Congress shall make no law respecting an establishment of religion or prohibiting the free exercise thereof

 From the context of the time that this was written, it seems pretty common sense.  Since about the sixteenth century, and with the formation of the nation-states, Europe found itself embroiled in a series of wars with each other, and in many cases, with themselves as more began to reject the teachings of the Roman Catholic Church and formed new denominations.   The result at the time of the American Revolution is that within the nations of Europe, duty to the state, worship of God, salvation and grace, and even the sacraments of the church became tied to one’s duty to the state.  The state had replaced God as the purveyor of grace and eternal salvation; not only had this happened in Europe, but it had now begun to surface within the United States as Maryland, South Carolina, Virginia, and Delaware began to consider legislation to make the Anglican Church the state religion of those states.  Under the Articles of Confederation, Even as late as 1801, rumors circulated around the nation of several states petitioning the Congress to create a national church, as existed in the nations of Europe.

A group of men, known as the Danbury Baptists, sent a letter to President Thomas Jefferson on October 7, 1801, asking him to intervene or to use the powers of his office as President of the United States to protect the concept of religious liberty.  Specifically, they asked Jefferson:

Our sentiments are uniformly on the side of religious liberty–that religion is at all times and places a matter between God and individuals–that no man ought to suffer in name, person, or effects on account of his religious opinions–that the legitimate power of civil government extends no further than to punish the man who works ill to his neighbors; But, sir, our constitution of government is not specific. Our ancient charter together with the law made coincident therewith, were adopted as the basis of our government, at the time of our revolution; and such had been our laws and usages, and such still are; that religion is considered as the first object of legislation; and therefore what religious privileges we enjoy (as a minor part of the state) we enjoy as favors granted, and not as inalienable rights; and these favors we receive at the expense of such degrading acknowledgements as are inconsistent with the rights of freemen. It is not to be wondered at therefore; if those who seek after power and gain under the pretense of government and religion should reproach their fellow men–should reproach their order magistrate, as a enemy of religion, law, and good order, because he will not, dare not, assume the prerogatives of Jehovah and make laws to govern the kingdom of Christ.(1)

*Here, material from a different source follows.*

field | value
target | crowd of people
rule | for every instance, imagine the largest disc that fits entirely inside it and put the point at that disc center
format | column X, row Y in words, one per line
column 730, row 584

While Jefferson’s response is well known, many Americans have never read the entire letter that inspired Jefferson to theorize about the “separation of church and state.” At the heart of the letter sent to him by the Danbury Baptists are several crucial fears that were addressed in the first part of the First Amendment – the concept of religious liberty.  As part of Enlightenment thought, it had become widely accepted that true religious liberty was when the individual was able to worship God according to the dictates of their own heart.  While the early national government did recognize the existence of God as a Supreme Being, it purposely did not define that God to be it accordance to the Christian definition, the Jewish definition, or even as an American Indian deity.  The Danbury Baptists acknowledge that government does have the right to legislate human behavior between individuals but that government did not have the right to legislate religious “privilege” because to do so would be an intrusion into the Kingdom of Christ – the Christian religion itself.